I ported my vim configuration again.


This time I swapped out the plugin manager from packer to lazy.nvim. I'm certainly wary of spending too much time on productivity fine-tuning, but since this took a few hours in total and it's been well over a year since the last refactor, I'm okay with it.


porting my longstanding vimscript configuration to lua


Plugin management modularization


In my opinion, the biggest improvement of neovim over vim is to the plugin API. Introducing lua, and providing solid lua APIs to the native treesitter and LSP capabilities has completely changed what's possible for plugin authors. And the predictable result of that change is that modern neovim tends towards a base system with plugins providing more and more central functionality.

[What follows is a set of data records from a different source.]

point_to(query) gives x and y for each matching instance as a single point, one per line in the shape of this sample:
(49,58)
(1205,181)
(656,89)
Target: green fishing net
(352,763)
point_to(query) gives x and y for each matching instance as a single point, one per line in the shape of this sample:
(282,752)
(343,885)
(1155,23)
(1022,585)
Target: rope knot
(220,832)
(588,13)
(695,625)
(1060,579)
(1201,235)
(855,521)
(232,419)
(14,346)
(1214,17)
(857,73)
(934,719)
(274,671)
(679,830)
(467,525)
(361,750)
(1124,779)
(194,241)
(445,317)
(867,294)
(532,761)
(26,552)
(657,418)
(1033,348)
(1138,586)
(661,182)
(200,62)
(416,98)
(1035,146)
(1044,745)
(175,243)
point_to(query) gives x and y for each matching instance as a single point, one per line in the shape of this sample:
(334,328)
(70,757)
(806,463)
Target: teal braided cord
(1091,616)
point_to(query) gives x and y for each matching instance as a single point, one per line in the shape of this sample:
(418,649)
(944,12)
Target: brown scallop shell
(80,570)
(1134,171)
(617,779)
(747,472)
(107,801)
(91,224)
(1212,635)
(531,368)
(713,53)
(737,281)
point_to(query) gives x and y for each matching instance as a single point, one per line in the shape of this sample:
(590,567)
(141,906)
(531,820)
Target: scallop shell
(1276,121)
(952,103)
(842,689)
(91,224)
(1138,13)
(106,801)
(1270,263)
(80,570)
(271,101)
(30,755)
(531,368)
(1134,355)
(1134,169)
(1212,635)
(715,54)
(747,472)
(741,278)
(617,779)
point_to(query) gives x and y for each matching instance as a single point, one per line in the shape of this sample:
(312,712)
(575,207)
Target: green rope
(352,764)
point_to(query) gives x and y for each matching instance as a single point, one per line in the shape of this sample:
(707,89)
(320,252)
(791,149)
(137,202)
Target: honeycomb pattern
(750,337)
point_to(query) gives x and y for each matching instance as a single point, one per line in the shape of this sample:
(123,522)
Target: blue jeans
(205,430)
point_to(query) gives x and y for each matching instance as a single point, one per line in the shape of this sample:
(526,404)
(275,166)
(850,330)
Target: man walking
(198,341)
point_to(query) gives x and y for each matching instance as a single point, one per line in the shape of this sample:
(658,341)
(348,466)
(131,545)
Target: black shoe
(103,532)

So even though I broke apart my configuration into separate lua modules with the vimscript->lua transition, lately the vast majority of the configuration lived in the single lua file that was managing packer and my plugins. Lazy.nvim includes some utility functions to merge lua tables (which act as the language's arrays and hash maps) together, and builds on that to support breaking apart your plugin configuration into separate modules to be merged by the system.


You have a good deal of flexibility with how you can choose to go about this. One file per plugin is certainly possible, but I've opted to use files/modules for logical topics. So, for example, the configuration of all LSP-related modules lives together. There's another for color themes, and another for treesitter, etc. Some of these files contain only one plugin, but they don't have to.

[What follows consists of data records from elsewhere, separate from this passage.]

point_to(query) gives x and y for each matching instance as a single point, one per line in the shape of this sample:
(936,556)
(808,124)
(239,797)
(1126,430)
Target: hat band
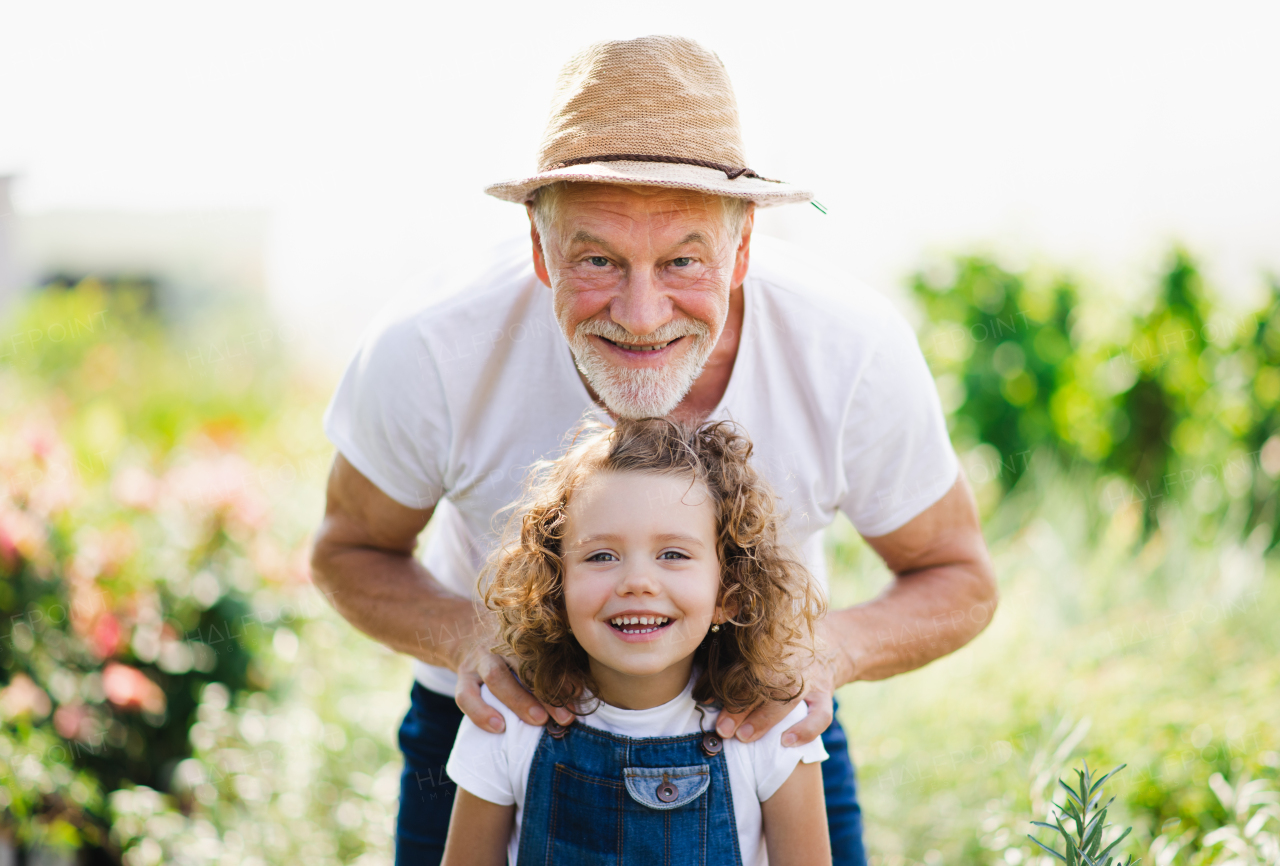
(730,172)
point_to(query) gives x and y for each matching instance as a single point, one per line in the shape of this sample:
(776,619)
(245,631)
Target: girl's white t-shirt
(465,381)
(496,766)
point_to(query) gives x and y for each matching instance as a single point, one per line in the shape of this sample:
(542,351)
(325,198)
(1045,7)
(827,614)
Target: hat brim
(764,193)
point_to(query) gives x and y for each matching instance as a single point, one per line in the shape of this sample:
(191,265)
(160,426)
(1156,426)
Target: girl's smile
(641,581)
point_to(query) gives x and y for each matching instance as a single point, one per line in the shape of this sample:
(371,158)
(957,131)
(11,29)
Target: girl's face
(641,580)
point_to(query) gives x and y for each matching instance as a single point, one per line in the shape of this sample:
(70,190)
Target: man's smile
(639,348)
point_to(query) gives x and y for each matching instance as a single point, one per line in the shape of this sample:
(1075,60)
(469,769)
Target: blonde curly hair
(773,598)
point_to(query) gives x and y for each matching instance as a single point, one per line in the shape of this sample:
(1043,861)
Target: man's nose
(640,306)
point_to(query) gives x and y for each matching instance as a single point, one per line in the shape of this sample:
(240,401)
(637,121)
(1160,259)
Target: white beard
(648,393)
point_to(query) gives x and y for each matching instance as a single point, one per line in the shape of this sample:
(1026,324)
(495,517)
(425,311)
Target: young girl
(644,585)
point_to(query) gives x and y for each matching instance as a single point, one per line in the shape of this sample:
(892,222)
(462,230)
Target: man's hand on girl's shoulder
(481,667)
(817,695)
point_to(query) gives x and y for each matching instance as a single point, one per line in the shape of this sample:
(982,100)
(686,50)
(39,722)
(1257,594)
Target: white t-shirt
(448,403)
(496,766)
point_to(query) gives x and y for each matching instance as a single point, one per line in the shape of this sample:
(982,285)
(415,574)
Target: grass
(1159,654)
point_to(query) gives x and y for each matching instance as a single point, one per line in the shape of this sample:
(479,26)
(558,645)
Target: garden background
(173,688)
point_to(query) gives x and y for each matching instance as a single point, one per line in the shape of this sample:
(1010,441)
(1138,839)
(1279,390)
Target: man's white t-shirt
(496,766)
(447,403)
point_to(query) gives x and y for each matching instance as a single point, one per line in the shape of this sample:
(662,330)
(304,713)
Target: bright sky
(1083,133)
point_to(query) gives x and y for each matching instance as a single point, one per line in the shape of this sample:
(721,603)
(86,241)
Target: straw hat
(657,111)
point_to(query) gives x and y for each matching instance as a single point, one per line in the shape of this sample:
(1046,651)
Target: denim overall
(597,798)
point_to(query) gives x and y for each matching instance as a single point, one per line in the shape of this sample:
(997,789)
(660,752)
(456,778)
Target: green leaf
(1045,846)
(1119,838)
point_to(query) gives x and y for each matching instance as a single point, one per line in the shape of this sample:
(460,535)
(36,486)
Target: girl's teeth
(654,622)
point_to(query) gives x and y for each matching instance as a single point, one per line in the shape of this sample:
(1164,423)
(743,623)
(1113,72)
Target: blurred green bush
(1176,402)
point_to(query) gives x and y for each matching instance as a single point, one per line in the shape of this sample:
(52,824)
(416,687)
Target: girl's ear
(727,606)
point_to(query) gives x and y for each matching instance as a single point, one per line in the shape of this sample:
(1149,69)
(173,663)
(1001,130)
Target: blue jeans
(426,793)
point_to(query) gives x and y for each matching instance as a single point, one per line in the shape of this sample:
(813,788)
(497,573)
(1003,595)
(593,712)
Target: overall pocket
(667,787)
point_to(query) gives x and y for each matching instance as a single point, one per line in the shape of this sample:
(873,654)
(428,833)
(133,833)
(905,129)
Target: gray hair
(545,202)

This is the largest practical benefit of this refactor.


Nvim-native UI


The initial impetus for selecting lazy.nvim was actually this: I have been blown away by mason.nvim's UI for managing LSP servers, and lazy.nvim offers something very similar for plugins. I really hope to see more copycats of this paradigm (in particular I'd love to see one for treesitter integrations).


Portable neovim configuration


Mason and lazy.nvim also have this in common: they place the actual assets they manage in ~/.local/share/nvim. What's really important here is that it's not anywhere in ~/.config/nvim, so that directory is entirely hand-written configuration. All this means that (a) the plugins themselves and any support binaries will live elsewhere, and (b) that "elsewhere" can be entirely re-created from the configs using lazy and mason. So what I can do now (and have recently done) on remote machines I manage is:


$ ssh myuser@somehost rm -rf .config/nvim .local/share/nvim && scp -r .config/nvim myuser@somehost:.config/nvim

First completely clear any neovim configuration and assets on the remote machine, then recursively copy up my whole configuration directory. It'll be a small copy because it's just my hand-written lua files (no fzf binary or plugin git repos). The next time I load up neovim on that remote machine, it'll bootstrap lazy.nvim, download all the plugins, and initialize everything.


What's missing


All in all, the new setup on lazy.nvim is superior to what I had with packer in every way. So when I think of something I'd love to see in the future, don't read that as something I miss from the old setup :P


Mason is managing a limited set of LSP options so everything is right there - what you've installed and what you haven't. Lazy.nvim is different because the set of vim plugins you haven't installed is pretty much unknowable. However, it is telling that strings like 'pluginname' automatically reference vim.org/scripts, and strings like 'author/name' automatically reference github.com. With that in mind, it would be great if the Lazy UI offered a means of searching vim.org scripts and public github repos. There would probably be github rate limits to contend with, but otherwise it seems like something that should be doable.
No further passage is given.